Answer:
The situation illustrated Rule of law applying the fundamental principles.
Explanation:
Rule of law is a system under which all characters, establishments, and substances are answerable to laws that are: Publicly proclaimed. Equally strengthened. The rule of law survives when a state's constitution uses as the paramount law of the country when the ordinances established and strengthened by the government constantly adhere to the constitution.
Answer:
Our Founding Fathers enshrined freedom, limited government, and individual responsibility in the Declaration of Independence and the Constitution. They knew that these values would guide future generations to prosperity and happiness. Today, the growth of big government endangers these principles.
Explanation:
Answer:
Colonial expansion inspired interest and generated writing during the age of the empire. Novels of exploration and exotic locales, such as Rider Haggard’s or Rudyard Kipling’s work, enjoyed great popularity. Even domestic tales were tinged by colonialism.
Explanation:
For example, Jane Austen’s Mansfield Park (1814) describes a family that owns plantations in Antigua. The madwoman in the attic in Charlotte Brontë’s Jane Eyre (1847) is a woman from Jamaica. Colonialism figured heavily in the popular Western imagination and thus found its way into literature.

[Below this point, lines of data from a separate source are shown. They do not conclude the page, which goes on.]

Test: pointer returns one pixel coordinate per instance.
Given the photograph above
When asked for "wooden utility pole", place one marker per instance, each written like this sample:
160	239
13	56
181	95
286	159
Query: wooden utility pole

The appropriate response is Dred Scott v. Sandford. This was a point of interest choice by the United States Supreme Court on US work law and established law. It held that "a negro, whose precursors were foreign made into [the U.S.], and sold as slaves", regardless of whether oppressed or free, couldn't be an American native and subsequently had no remaining to sue in elected court;and that the government had no energy to direct subjugation in the elected domains gained after the making of the United States.